A couple observations. Things don’t really seem to go from bad to worse, nor is the ending much more than a statement of the theme for Act 3’s single sentence. But you can see the possibilities of emotions and events and that is what Dunne is interested in at first.

What could you learn about your story as you do this simple exercise? I tried it with a new story idea. What it forced me to do was to evaluate 4-5 possible themes and decide on what I wanted to emphasize. Often, theme is one of the last things writers think about; Dunne suggests that it is the most important thing to plan. Interesting, eh?

My Attempt

Here’s my attempt at a sentence per act. You’ll notice I had a hard time being that concise.

Act 1. Eliot is dealing with the grief of losing his adoptive father (Griffin Winston) to a sudden brain aneurism, when Marjorie Winston, his step-mother, deals him another blow. She’s not sure she wants to sign his adoption papers. It’s not working with Griff gone and maybe, they should go their separate ways.

Act 2. Desperate to salvage this chance at a family, Eliot teams up with Mysty Flynn, another foster child, to convince Marjorie that their small family is worth the work and pain by making sure Marjorie’s Bread Project (a community based effort to feed the homeless at Thanksgiving, started by Marjorie as a memorial to Griff) is successful.

Act 3. Their journey through the kitchens of the community in quest for the perfect loaf of sourdough bread becomes the search for a recipe for a perfect family.

Helpful Questions

This raises lots of questions about how to write the story.

For example, look at the phrase “the search for a recipe for a perfect family. ”
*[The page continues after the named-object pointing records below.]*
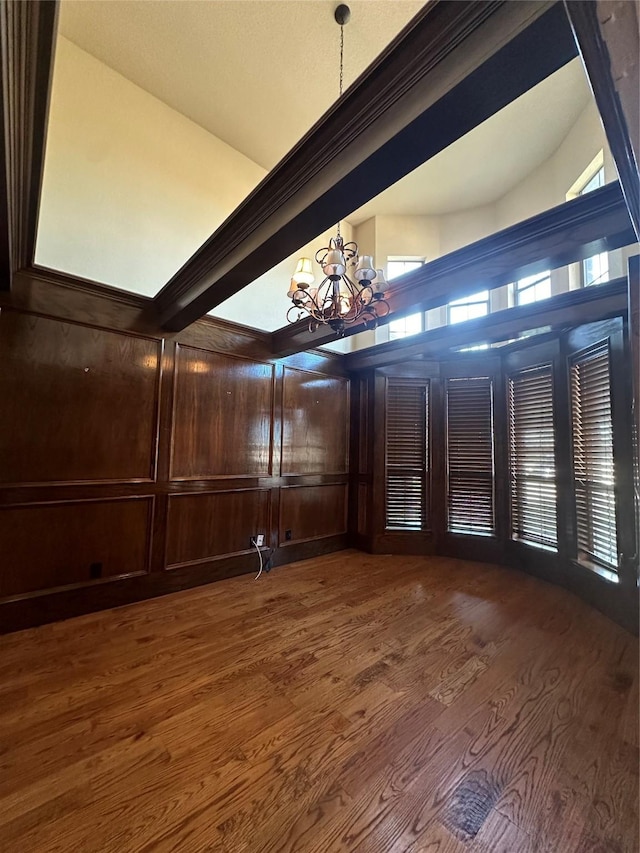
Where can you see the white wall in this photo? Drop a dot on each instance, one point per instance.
(131, 187)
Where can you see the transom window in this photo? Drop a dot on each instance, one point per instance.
(533, 288)
(468, 308)
(414, 323)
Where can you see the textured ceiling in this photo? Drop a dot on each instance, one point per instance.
(494, 157)
(256, 73)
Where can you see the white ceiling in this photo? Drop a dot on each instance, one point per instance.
(494, 157)
(256, 73)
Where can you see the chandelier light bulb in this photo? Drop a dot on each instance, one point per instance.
(303, 275)
(339, 301)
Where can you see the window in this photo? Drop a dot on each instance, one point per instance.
(595, 270)
(592, 435)
(469, 308)
(405, 326)
(533, 288)
(532, 458)
(406, 456)
(470, 504)
(414, 323)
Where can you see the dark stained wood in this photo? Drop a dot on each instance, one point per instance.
(203, 526)
(223, 414)
(349, 703)
(88, 441)
(78, 403)
(416, 98)
(52, 545)
(608, 37)
(311, 512)
(578, 306)
(315, 423)
(578, 229)
(26, 71)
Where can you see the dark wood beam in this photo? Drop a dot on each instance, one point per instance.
(609, 41)
(573, 308)
(578, 229)
(451, 68)
(27, 43)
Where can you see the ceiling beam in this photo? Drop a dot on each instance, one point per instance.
(609, 41)
(578, 229)
(28, 32)
(451, 68)
(573, 308)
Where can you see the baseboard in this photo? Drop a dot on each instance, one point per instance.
(56, 605)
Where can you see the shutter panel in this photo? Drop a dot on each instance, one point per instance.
(470, 456)
(406, 456)
(592, 428)
(532, 457)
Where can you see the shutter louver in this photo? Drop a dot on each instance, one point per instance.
(532, 457)
(470, 456)
(593, 470)
(406, 456)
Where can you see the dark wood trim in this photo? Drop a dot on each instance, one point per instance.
(100, 595)
(27, 44)
(601, 54)
(570, 232)
(418, 97)
(577, 306)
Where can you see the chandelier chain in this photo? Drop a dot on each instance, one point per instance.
(341, 77)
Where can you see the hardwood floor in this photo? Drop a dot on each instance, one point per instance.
(348, 703)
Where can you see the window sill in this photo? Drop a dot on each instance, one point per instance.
(606, 574)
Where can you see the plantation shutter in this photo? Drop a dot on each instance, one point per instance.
(406, 456)
(532, 457)
(592, 429)
(470, 456)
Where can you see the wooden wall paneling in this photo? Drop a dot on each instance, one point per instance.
(623, 458)
(223, 412)
(379, 420)
(51, 545)
(79, 404)
(312, 512)
(315, 423)
(437, 462)
(206, 525)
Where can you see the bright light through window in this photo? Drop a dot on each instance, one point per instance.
(468, 308)
(533, 288)
(595, 270)
(412, 324)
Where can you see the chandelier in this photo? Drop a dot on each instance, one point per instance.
(352, 290)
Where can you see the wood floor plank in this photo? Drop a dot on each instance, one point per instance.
(353, 702)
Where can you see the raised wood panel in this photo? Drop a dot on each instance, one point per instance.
(223, 415)
(201, 527)
(51, 545)
(310, 512)
(315, 423)
(76, 403)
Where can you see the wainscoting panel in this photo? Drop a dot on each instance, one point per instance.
(315, 423)
(45, 546)
(77, 404)
(223, 415)
(310, 512)
(202, 527)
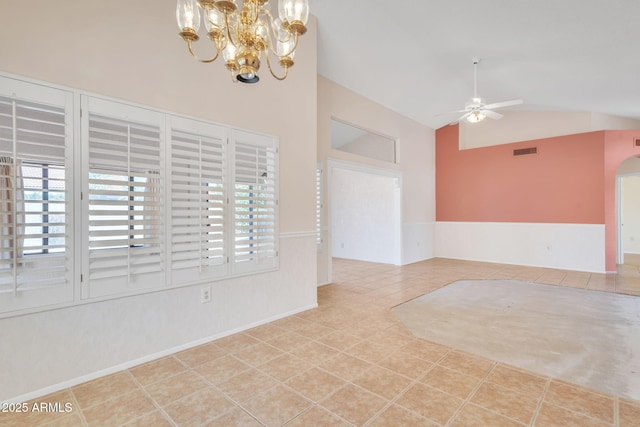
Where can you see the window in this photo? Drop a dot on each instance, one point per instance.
(124, 203)
(255, 203)
(198, 200)
(35, 207)
(161, 201)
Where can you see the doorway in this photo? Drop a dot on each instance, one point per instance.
(364, 213)
(628, 212)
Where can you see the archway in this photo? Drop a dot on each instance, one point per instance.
(628, 211)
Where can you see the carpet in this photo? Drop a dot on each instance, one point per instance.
(589, 338)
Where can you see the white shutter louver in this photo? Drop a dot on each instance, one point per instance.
(198, 201)
(125, 233)
(35, 213)
(255, 202)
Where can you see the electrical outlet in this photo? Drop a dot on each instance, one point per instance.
(205, 295)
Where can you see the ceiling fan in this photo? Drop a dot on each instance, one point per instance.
(475, 110)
What other themes could work? Here at the beginning of a novel, when the possibilities are wide open, is a good time to make a commitment to one theme.

Is it about acceptance of others?

Is it about accepting the risks of a relationship?
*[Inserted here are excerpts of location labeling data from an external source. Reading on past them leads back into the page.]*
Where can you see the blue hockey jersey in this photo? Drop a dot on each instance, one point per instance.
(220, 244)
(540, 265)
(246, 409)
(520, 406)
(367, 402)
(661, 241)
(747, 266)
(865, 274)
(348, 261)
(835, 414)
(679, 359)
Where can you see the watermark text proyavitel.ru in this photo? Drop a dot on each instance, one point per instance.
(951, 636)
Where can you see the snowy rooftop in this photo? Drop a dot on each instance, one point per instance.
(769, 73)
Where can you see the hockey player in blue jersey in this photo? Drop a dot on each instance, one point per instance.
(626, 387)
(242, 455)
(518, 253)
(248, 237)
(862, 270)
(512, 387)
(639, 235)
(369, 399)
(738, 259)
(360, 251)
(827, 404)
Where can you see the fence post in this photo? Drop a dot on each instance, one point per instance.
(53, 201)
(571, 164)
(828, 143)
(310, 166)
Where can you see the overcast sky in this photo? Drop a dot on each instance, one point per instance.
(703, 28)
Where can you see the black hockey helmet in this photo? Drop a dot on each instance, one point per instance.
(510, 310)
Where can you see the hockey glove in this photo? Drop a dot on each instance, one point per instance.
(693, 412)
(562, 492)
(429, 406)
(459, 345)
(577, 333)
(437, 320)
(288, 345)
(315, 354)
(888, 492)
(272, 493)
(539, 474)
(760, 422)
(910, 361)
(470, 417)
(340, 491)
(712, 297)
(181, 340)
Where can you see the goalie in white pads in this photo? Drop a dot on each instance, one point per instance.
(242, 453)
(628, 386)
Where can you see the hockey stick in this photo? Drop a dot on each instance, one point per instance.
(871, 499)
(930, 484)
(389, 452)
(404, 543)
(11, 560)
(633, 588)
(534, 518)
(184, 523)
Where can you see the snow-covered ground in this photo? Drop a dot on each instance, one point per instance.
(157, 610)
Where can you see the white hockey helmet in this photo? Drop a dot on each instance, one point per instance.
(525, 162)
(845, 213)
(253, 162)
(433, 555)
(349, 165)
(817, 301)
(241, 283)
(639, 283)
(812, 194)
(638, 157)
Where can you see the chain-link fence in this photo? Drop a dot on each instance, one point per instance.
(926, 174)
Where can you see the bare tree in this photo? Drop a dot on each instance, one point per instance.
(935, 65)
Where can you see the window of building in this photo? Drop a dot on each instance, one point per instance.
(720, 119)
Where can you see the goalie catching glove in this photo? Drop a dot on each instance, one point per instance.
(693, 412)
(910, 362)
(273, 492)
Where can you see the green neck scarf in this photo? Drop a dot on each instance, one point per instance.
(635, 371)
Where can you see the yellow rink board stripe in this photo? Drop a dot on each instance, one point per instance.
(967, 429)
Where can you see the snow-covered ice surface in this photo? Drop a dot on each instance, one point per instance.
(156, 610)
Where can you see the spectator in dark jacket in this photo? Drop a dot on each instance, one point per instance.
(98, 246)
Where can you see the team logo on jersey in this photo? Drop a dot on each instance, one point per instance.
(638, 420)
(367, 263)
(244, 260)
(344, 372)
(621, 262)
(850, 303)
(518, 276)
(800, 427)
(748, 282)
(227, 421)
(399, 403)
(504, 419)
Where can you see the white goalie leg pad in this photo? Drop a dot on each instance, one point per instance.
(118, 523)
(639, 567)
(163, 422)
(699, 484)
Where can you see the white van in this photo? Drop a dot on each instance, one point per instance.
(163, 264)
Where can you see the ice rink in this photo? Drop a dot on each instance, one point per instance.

Is it about seeing a person clearly, including their imperfections–and choosing to love them anyway?

Is it about loving the forbidden? (I could make it a racial divide between Mysty and Eliot.)

Is it about learning to communicate with family members?

Is it about the hard work it takes to build a family? Why not choose the easy way out?

Is it against the Instant Gratification society, and about the patience needed to understand others, about the time needed to live together and create a family?

Is it about seeing the variety of ways that people create families–and taking from the examples the inspiration to keep on trying?

If the main imagery in the story is Bread, what does that imply? Patience, hard work, breaking bread together in fellowship.  What else?

The possibilities multiply, and this forces you to write something that choose a direction.

I’m not sure I can pull off the “through the kitchens of the community.” Does it means that they’ll have to visit a lot of different homes? Then, maybe a Seedfolks (by Paul Fleischman) kind of story would work, where each chapter is from a different family’s POV? (In other words, it suggests possible structure.) Maybe alternating POV chapters from Mysty and Eliot would work?

Just writing the simple three-sentence outline already starts to channel the story in certain directions for theme, character, plot, structure, imagery. But it’s just a hint at these things so far and Dunne develops it further as he expands and refines the outline.

This doesn’t sound like the typical outline, does it? Instead, he’s channeling the creative energy at the beginning of a project into productive ways of working.

Revision Strategy?

I’m going to try this with a revision of a middle grade novel. I’ll see if anything here can be adapted for revision strategies and I’ll report back!